1-2 勇者の末裔

「へーえ。勇者の家系か」


 アタシは腕を組み、その男の頭のてっぺんからつま先まで、まじまじと見る。

 平和になった世の中で、今さらその称号に意味があるわけじゃない。だが、一部の義理堅い大衆により、その血筋が保護されているのは事実だ。

 それに、低級な”魔物”どもにも、時には対処が難しい個体もいる。

 そういう時、勇者という威光が役に立つ時があった。


 アーサーを連れたアタシらはいったん、見世の中にある小さな客間で甘茶を楽しんでいる。

 相手決めは夜見世が始まってからでいい、というアーサーの計らいだ。


「そうだ。俺で十二代目のソードマンになる」

「ふうん。……で、その勇者様とやらが、いったいどういう奇病にかかっちまったんだい」

「それは、だな」


 男は、太めの眉毛に眉間を寄せて、


「女を抱けないのだ」

「ふうん」


 なんだそんなことか、と、アタシは拍子抜けする想いになる。


「じゃ、男を抱けば良いじゃないか」


 すると彼は、何だか驚いたように両手をぱたぱたして、


「い、いや、そういうことではない。俺は女が好きなんだ」

「女が好きなのに、抱けないのかい?」

「ああ」

「男を試したことは?」

「だから、俺にはそういうケはない!」

「?」


 一瞬アタシは、彼がどういう理屈で声を荒げたのか理解できなかった。

 だが、外国では時々、同性の恋愛をタブー視する習慣があると聞く。たぶんその辺の問題だろう。


「本番がうまくいかないってこと?」

「……ああ」

「勃起は? 一人で慰めるようなことは?」

「ある。が、一人の時と、相手がいるときとでは、――その。勝手が違うだろう」


 まあ、それはわかる。男の初体験にはありがちなことだ。

 産まれてこの方、人前でずっと隠してきた部位を第三者に晒すわけで、別のトコロに血液が集まるのも無理ない話だからね。


「ん。ってことはアレか。新兵によくあるやつか」

「いや、そうでもないのだ」

「?」

「実は、女を買うのは、これが初めてではない。――正直に言うと、ここに来るまでの間、あちこちの国の娼館やぱふぱふ屋に行き、いろいろな方法を試したのだ」


 だが、どういう見世でも、最後までまぐあえる相手に巡り会えない。

 だから最後の手段として、アタシの見世を訪ねてきた、と。

 アーサーは暗い表情で、きつく麻紐で縛られた袋を取りだし、じゃらりと机の上に載せた。

 中身を見ると、――金貨がぎっしり。
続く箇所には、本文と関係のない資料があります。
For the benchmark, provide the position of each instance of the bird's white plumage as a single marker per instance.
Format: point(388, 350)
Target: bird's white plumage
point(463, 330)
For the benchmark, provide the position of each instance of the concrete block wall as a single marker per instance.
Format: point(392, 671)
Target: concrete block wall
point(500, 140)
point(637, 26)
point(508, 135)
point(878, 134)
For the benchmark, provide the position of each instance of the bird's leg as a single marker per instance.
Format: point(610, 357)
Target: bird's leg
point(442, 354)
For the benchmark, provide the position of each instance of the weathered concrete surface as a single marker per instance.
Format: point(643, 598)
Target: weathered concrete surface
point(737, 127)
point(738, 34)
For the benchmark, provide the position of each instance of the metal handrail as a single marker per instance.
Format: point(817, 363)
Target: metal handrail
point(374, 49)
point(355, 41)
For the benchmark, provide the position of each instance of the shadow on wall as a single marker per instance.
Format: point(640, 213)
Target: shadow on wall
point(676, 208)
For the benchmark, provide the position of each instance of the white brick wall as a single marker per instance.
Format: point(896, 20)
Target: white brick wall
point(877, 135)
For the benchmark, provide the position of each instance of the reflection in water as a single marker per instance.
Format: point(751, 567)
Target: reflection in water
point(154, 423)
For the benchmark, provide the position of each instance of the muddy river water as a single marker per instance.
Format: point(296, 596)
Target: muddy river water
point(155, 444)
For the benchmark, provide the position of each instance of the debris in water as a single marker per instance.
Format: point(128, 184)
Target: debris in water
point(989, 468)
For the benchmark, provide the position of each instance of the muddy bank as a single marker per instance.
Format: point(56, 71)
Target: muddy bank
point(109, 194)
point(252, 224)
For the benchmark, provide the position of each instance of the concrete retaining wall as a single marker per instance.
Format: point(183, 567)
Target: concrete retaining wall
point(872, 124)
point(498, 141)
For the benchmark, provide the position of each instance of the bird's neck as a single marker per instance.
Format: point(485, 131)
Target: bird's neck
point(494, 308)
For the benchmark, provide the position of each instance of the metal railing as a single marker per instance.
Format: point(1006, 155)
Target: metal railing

外国の貨幣だからいくらになるかわからないが、ざっと見積もっても通常いただく代価の数十倍にはなる額である。


「ローシュどのは、性に関するあらゆる問題に通じると聞いた。それに、かなり信頼できる御仁だと」

「まーね」

「頼む。もし子種を残せないのならば、家には戻るなと言われてる」


 その切実な表情は、――とてもじゃないが、ヨシワラの美人を観に鼻の下を伸ばしにきた男の顔じゃない。

 自分の人生を左右する戦いに挑む、一人の男の姿だった。


「はあはあ。不能の長男を勘当するとは、今どきどうして、古風な考え方の家もあったもんだ」

「何か、まずいか」

「別に。この話を断れるほど、ウチの家計に余裕があるわけじゃないしね」

「では、――」

「万事、承ったよ。幸い、この街には、およそ人が思いつくあらゆる遊びで溢れてるからさ。さっそくいろいろ、試してみようじゃないか」



 そうして、まずアタシたちが向かったのは、とある行きつけの湯屋だった。


「ここは……」

「風呂屋だ」

「何? 風呂屋?」


 アーサーは、少し訝しげな表情を作って、


「おい。俺は別に、観光に来てるわけじゃないぞ」

「いいんだ。安心しな。手始めとしては、こういうところが上出来だろう」

「え?」

「ここの湯屋はね、下半身の面倒も見てくれるのさ」

「なに? 風呂場で……女を抱くのか?」

「厳密には、風呂場の二階だけどね。とりあえず無難なところから、いろいろ試してみようと思ってさ」

「風呂屋で女を抱くのが、無難なのか……?」


 その言葉に、アーサーは真面目くさった表情を不快そうに歪めた。


「わけがわからん。ヒノモトの人間ははるか未来を進んでいるな……」

「あんまり難しく考えないことだ。あんたは成り行きに任せておきゃあ良い」


 昨今、どうも浪漫たっぷりの恋愛噺(白百合が散らばった良い香りのするベッドの上で、自分のことだけを愛してくれる相手に処女と童貞を捧げるようなやつ)が流行っているせいか、この手の動物的な行いに妙な夢を見ている連中は多い。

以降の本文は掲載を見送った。